Post Garaventa Lift, we estimate net debt/EBITDA at 1.1x, which is below management's maximum comfort level of 2.0x. Following Span-America Medical Systems in 2017 and Garaventa Lift in 2018, we believe Savaria could be ready for another large transaction in 2019.
The dividend has been on a sharp upward path, supported by Savaria's positive earnings trajectory. Following increases of 25% in 2015 and 30% in 2016, a 38% dividend raise was announced on September 11, 2017, to C$0.36 per share (2.2% dividend yield). We see further potential upside to the dividend in 2018 and beyond, based on Savaria's positive organic and acquisitive outlook.
Our C$22.00 target implies 16x EV/EBITDA on our 2019 estimates. This is at the higher end of where its peers are trading (9–17x) and is warranted, in our opinion, when considering Savaria's healthier growth profile, lower leverage and higher dividend yield. Savaria is one of the preferred names in our coverage universe.

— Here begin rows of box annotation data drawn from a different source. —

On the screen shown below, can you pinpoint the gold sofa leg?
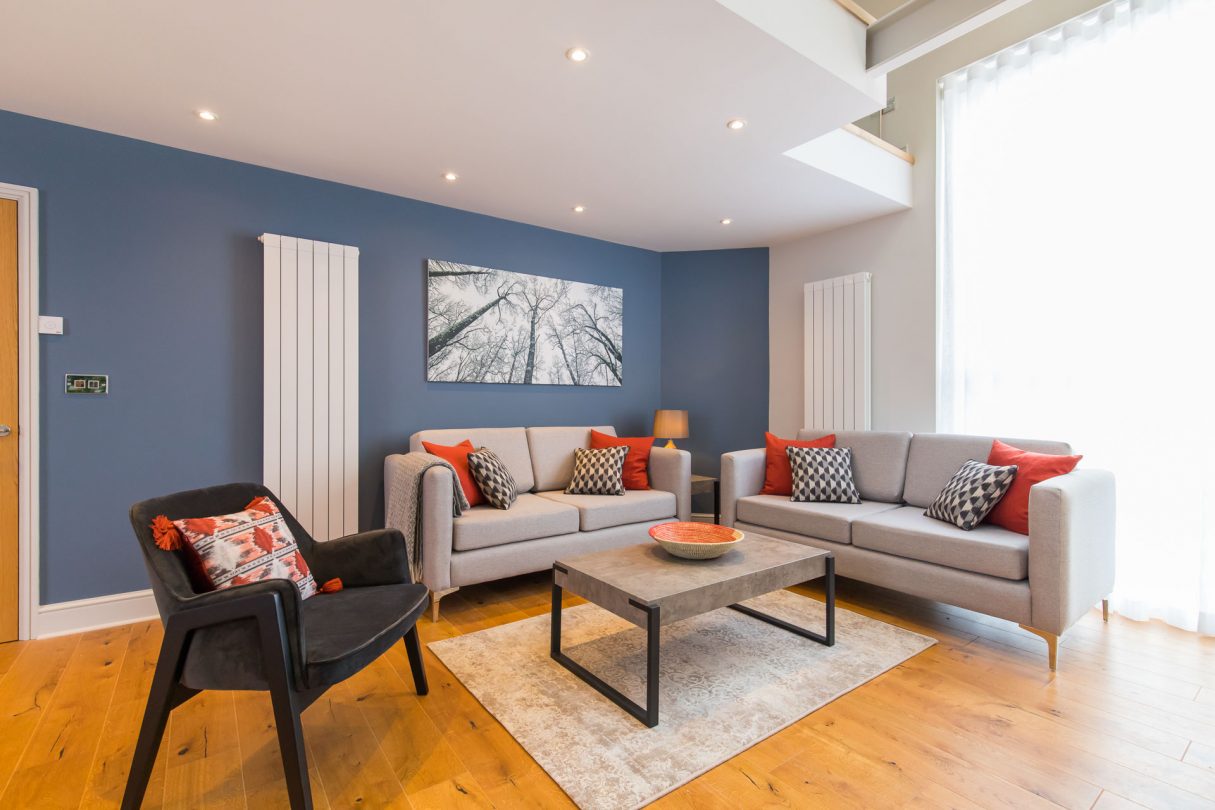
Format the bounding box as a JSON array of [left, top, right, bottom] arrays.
[[1018, 624, 1059, 672], [430, 588, 459, 622]]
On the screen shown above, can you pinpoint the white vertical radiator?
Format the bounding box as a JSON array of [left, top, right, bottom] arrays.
[[261, 233, 358, 540], [802, 273, 872, 430]]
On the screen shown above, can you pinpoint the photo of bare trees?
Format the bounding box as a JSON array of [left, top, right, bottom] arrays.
[[426, 259, 625, 386]]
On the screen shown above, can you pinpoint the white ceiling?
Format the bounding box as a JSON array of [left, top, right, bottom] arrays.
[[0, 0, 895, 250]]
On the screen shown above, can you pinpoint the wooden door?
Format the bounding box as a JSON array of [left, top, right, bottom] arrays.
[[0, 199, 19, 641]]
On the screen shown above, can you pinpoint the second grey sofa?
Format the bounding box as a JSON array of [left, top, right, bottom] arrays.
[[384, 426, 691, 619], [722, 430, 1114, 669]]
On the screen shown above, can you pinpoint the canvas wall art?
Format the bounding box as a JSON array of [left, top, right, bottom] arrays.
[[426, 259, 625, 386]]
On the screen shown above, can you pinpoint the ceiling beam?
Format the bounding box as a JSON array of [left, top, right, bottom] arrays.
[[865, 0, 1029, 75]]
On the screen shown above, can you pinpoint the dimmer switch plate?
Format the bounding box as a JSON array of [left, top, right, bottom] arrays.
[[63, 374, 109, 393]]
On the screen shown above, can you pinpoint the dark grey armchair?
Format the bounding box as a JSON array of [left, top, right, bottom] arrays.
[[123, 483, 428, 810]]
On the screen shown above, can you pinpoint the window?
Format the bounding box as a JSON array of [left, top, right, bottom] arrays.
[[937, 0, 1215, 633]]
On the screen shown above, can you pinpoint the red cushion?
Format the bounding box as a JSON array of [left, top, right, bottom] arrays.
[[759, 434, 835, 495], [590, 430, 654, 489], [422, 438, 485, 506], [987, 438, 1084, 534], [173, 498, 317, 599]]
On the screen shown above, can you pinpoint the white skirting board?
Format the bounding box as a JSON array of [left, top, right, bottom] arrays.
[[30, 590, 159, 639]]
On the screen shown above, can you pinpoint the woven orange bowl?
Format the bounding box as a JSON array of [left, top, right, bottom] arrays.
[[650, 522, 744, 560]]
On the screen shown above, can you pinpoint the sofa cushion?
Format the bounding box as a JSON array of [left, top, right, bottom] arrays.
[[797, 430, 913, 503], [538, 489, 676, 531], [452, 492, 578, 551], [527, 425, 616, 492], [903, 434, 1072, 509], [852, 506, 1029, 579], [409, 427, 536, 492], [736, 495, 899, 543]]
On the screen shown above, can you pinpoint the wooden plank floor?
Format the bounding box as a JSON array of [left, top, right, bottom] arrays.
[[0, 573, 1215, 810]]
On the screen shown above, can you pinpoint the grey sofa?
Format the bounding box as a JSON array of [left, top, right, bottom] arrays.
[[722, 430, 1114, 669], [384, 426, 691, 621]]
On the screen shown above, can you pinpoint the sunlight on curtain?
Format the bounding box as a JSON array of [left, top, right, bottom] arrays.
[[938, 0, 1215, 633]]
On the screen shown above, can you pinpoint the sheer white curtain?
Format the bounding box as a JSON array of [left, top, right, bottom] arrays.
[[937, 0, 1215, 633]]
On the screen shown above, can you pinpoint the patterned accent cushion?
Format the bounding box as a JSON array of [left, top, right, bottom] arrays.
[[565, 447, 628, 495], [173, 498, 317, 599], [923, 460, 1017, 532], [590, 427, 654, 489], [785, 446, 860, 504], [468, 447, 519, 509]]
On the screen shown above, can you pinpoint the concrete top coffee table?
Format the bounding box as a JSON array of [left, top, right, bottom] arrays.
[[549, 532, 835, 729]]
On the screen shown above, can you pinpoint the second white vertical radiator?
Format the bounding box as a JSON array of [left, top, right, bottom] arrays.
[[261, 233, 358, 540], [802, 273, 872, 430]]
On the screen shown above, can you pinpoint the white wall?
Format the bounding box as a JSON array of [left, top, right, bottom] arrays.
[[768, 0, 1102, 436]]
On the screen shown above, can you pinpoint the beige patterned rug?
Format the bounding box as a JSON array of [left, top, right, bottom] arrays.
[[430, 590, 936, 810]]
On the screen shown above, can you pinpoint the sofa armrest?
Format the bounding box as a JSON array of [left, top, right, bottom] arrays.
[[384, 453, 453, 591], [722, 447, 768, 526], [650, 447, 691, 520], [1029, 470, 1115, 635]]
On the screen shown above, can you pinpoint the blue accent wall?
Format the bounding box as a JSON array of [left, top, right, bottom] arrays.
[[0, 112, 665, 604], [661, 248, 768, 512]]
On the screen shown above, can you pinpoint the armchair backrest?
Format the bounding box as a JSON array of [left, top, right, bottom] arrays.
[[131, 483, 316, 621]]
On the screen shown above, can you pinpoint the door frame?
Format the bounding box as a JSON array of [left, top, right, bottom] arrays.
[[0, 183, 41, 639]]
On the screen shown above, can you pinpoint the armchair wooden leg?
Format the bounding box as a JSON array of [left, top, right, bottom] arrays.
[[405, 624, 430, 695], [258, 602, 323, 810], [1018, 624, 1059, 672], [270, 686, 312, 810], [430, 588, 459, 622], [123, 624, 198, 810]]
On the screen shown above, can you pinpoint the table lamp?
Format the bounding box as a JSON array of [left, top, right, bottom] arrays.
[[654, 410, 688, 449]]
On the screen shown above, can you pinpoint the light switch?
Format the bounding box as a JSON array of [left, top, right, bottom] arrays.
[[38, 315, 63, 335]]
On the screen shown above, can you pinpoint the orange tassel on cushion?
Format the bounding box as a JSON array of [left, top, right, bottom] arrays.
[[151, 515, 181, 551]]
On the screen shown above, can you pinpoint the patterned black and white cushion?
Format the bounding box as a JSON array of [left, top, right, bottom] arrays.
[[923, 460, 1017, 532], [468, 447, 518, 509], [565, 447, 628, 495], [786, 447, 860, 504]]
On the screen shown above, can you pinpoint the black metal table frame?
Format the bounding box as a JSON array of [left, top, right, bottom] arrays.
[[549, 556, 835, 729]]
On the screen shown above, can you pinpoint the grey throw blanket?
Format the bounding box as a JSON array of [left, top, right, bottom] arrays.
[[384, 453, 468, 582]]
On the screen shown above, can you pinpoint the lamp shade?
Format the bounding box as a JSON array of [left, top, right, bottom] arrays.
[[654, 410, 688, 438]]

|Company||Ticker||Price ($)||Market cap ($m)||Ratingfootnote 1||Target price ($)||Dividend yield (%)||Total expected return (%)||Sector|
|Manulife Financial Corporation||MFC||23.86||47,328||Buy-AAR||28.00||3.7%||21%||Life Insurance|
|Alimentation Couche-Tard Inc.||ATD.B||62.01||35,094||Buy-AAR||74.00||0.6%||20%||Consumer Staples|
|Sun Life Financial Inc.||SLF||53.71||32,635||Buy-AAR||60.00||3.5%||15%||Life Insurance|
|TELUS Corporation||T||48.16||28,684||Buy-AR||52.00||4.4%||12%||Telecom, Media & Tech|
|Algonquin Power & Utilities Corp||AQN||12.63||5,944||Buy-AR||15.75||5.4%||30%||Power & Utilities|
|Uni-Select Inc.||UNS||21.60||911||Top Pick-AR||33.00||1.7%||54%||Consumer Discretionary|
|Transat A.T. Inc.||TRZ||8.80||343||Buy-AR||15.00||–||70%||Transportation & Aerospace|
- Target price change: SLF to $60 (from $58).